Thursday, September 23, 2004

More on the antiwar movement during the Vietnam War

This article includes some worthwhile historical information on the antiwar movement against the Vietnam War, especially as it relates to veterans.  The Antiwar Movement We Are Supposed To Forget by H. Bruce Franklin Touchstone Nov/Dec 2000.  (The article was originally published in the Chronicle of Higher Education but it's behind subscription at that site.)

Thousands of veterans who had fought in Vietnam moved to the forefront of the antiwar movement after they returned to the United States, and they -- together with thousands of active-duty G.I.'s -- soon began to play a crucial role in the domestic movement. Dozens of teach-ins on college campuses were led by Vietnam veterans, who spoke at hundreds of rallies. More and more demonstrations were led by large contingents of veterans and active-duty servicepeople, who often participated under risk of grave punishment. The vanguard of that Washington demonstration by half a million people in the spring of 1971 was a contingent of a thousand Vietnam veterans, many in wheelchairs and on crutches, who then conducted "a limited incursion into the country of Congress," which they called Dewey Canyon III (Dewey Canyon I was a 1969 covert "incursion" into Laos; Dewey Canyon II was the disastrous February 1971 invasion of Laos). About 800 marched up to a barricade hastily erected to keep them away from the Capitol and hurled back their Purple Hearts, Bronze Stars, Silver Stars, and campaign ribbons at the government that had bestowed them.
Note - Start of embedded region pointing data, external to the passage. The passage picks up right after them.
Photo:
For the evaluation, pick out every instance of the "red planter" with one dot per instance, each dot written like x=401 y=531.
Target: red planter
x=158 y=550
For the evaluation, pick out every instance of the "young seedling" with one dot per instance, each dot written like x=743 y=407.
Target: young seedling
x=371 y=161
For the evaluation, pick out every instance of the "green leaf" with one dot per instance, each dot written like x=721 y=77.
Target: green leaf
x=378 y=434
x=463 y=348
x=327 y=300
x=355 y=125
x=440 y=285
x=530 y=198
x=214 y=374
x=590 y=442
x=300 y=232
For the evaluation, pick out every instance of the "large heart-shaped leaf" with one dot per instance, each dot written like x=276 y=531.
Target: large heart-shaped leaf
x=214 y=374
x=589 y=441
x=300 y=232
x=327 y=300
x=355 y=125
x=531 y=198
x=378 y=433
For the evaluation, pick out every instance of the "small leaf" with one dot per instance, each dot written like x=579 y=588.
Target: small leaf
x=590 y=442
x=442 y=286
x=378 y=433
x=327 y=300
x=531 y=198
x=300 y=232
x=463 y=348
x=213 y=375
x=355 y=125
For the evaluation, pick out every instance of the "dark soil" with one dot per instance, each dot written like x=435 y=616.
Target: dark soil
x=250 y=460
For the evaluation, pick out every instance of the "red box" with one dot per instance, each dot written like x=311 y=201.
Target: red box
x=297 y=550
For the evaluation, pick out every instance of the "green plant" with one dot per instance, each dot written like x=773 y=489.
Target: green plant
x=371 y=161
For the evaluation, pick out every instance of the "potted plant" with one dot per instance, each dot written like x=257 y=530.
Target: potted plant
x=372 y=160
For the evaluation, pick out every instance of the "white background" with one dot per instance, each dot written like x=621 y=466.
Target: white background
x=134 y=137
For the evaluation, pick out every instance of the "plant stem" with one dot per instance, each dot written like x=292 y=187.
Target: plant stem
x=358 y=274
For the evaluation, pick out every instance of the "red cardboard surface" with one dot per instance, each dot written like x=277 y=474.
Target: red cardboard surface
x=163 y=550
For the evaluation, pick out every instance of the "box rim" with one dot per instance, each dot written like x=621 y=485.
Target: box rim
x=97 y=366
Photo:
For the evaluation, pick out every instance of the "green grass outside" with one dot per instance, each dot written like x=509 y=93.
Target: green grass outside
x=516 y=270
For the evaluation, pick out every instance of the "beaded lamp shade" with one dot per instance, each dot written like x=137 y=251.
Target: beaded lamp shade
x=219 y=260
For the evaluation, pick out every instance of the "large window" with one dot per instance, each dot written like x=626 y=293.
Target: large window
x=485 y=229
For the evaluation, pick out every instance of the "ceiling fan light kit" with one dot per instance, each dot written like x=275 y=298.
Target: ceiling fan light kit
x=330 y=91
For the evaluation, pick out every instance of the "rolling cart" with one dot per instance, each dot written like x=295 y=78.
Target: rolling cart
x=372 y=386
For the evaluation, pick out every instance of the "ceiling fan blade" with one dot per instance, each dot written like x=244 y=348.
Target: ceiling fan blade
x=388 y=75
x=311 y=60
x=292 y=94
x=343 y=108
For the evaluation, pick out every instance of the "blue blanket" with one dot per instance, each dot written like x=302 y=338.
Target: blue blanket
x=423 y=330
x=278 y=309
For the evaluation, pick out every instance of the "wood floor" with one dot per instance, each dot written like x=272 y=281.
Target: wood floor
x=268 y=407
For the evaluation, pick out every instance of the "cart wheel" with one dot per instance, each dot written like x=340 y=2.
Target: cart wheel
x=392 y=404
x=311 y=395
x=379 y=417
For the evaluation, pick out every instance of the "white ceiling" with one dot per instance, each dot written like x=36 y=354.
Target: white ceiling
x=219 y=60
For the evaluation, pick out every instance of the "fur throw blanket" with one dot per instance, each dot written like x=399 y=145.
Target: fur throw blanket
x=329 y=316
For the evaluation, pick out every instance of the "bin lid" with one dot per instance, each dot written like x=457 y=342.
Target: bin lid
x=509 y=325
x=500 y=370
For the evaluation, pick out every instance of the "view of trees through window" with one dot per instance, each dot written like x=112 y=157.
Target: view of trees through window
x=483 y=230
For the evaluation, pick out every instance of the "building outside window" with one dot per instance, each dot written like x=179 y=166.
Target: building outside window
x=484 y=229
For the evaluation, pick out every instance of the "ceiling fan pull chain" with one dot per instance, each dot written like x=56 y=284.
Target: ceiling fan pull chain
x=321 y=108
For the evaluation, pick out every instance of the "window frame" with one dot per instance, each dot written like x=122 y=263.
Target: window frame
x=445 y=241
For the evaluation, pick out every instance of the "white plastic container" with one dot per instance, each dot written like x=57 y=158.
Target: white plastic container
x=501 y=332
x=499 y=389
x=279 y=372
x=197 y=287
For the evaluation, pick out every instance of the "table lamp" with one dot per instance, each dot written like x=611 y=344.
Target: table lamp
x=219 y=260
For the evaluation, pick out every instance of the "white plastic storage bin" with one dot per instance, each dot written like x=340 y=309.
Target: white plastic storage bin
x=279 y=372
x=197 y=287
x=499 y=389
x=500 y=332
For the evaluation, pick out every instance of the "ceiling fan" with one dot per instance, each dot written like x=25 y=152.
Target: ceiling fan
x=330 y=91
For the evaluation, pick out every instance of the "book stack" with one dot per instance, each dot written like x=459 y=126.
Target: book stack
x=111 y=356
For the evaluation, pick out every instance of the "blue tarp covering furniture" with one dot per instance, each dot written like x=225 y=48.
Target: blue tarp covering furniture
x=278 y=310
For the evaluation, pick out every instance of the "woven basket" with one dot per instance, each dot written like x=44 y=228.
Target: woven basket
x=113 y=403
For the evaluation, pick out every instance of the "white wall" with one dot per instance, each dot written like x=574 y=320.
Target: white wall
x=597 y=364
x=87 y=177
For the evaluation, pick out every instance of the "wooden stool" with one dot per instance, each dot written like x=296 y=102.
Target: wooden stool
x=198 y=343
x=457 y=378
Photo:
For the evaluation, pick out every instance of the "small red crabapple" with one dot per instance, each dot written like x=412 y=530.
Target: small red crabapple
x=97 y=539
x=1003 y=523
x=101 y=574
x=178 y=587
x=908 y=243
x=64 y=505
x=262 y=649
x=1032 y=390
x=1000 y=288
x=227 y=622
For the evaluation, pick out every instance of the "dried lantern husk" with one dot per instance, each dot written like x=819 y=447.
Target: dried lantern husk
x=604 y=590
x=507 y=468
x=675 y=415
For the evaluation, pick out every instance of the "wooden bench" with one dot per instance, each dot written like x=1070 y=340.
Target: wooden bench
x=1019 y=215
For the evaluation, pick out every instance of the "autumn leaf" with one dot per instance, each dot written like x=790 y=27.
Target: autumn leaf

John Kerry was a participant in the Dewey Canyon III protest.

Franklin also recalls the fact that active duty soldiers expressed their opposition to the war and/or war policies in a variety of ways:

In 1968, dozens of black soldiers, many of them Vietnam veterans, were arrested and court-martialed for refusing to mobilize against antiwar demonstrators outside the Chicago Amphitheatre during the Democratic National Convention. What made the convergence of the black and antiwar movements explosively dangerous for those trying to maintain order and sustain the war was the disintegrating and volatile situation within the armed forces, as pointed out by an alarming article published in the January 1970 Naval War College Review.

Very little awareness of resistance to the war inside the military survives today. But without this awareness, it is impossible to understand not just the antiwar movement but also the military history of the war from 1968 to 1973, not to mention the end of the draft and the creation of a permanent "volunteer" army to fight America's subsequent wars. To begin to get some sense of the relative scale and effects of civilian and active-duty war resistance, compare the widely publicized activity of draft avoidance with some little-known facts about desertion (a serious military crime, defined by being away without leave for more than 30 days and having the intention never to return). Although draft evasion and refusal certainly posed problems for the war effort, desertion was much more common and far more threatening.

The number of draft evaders and resisters was dwarfed by the number of deserters from the active-duty armed forces. During the 1971 fiscal year alone, 98,324 servicemen deserted, an astonishing rate of 142.2 for every 1,000 men on duty. Revealing statistics flashed to light briefly as President Ford was pondering the amnesty he declared in September 1974 (at the same time he also pardoned ex-President Nixon for all federal crimes he may have committed while in office). According to the Department of Defense, there were 503,926 "incidents of desertion" between July 1, 1966, and December 31, 1973. From 1963 through 1973 (a period almost half again as long), only 13,518 men were prosecuted for draft evasion or resistance. The admitted total of deserters still officially "at large" at the time was 28,661 -- six and a half times the 4,400 draft evaders or resisters still "at large." These numbers only begin to tell the story.

This article is a good reminder that the stereotypes of "the 1960s" and about the Vietnam War that today's Republicans promote are sometimes almost bizarre departures from the reality.  For instance:

Who opposed the war? Contrary to the impression promulgated by the media then, and overwhelmingly prevalent today, opposition to the war was not concentrated among affluent college students. In fact, opposition to the war was inversely proportional to both wealth and education. Blue-collar workers generally considered themselves "doves" and tended to favor withdrawal from Vietnam, while those who considered themselves "hawks" and supported participation in the war were concentrated among the college-educated, high-income strata.

In fact, that part is so much a departure from the conventional wisdom, it's worth quoting a second time with my emphasis added:

Who opposed the war? Contrary to the impression promulgated by the media then, and overwhelmingly prevalent today, opposition to the war was not concentrated among affluent college students. In fact, opposition to the war was inversely proportional to both wealth and education. Blue-collar workers generally considered themselves "doves" and tended to favor withdrawal from Vietnam, while those who considered themselves "hawks" and supported participation in the war were concentrated among the college-educated, high-income strata.

The article is adapted from Franklin's book Vietnam and Other American Fantasies (2000).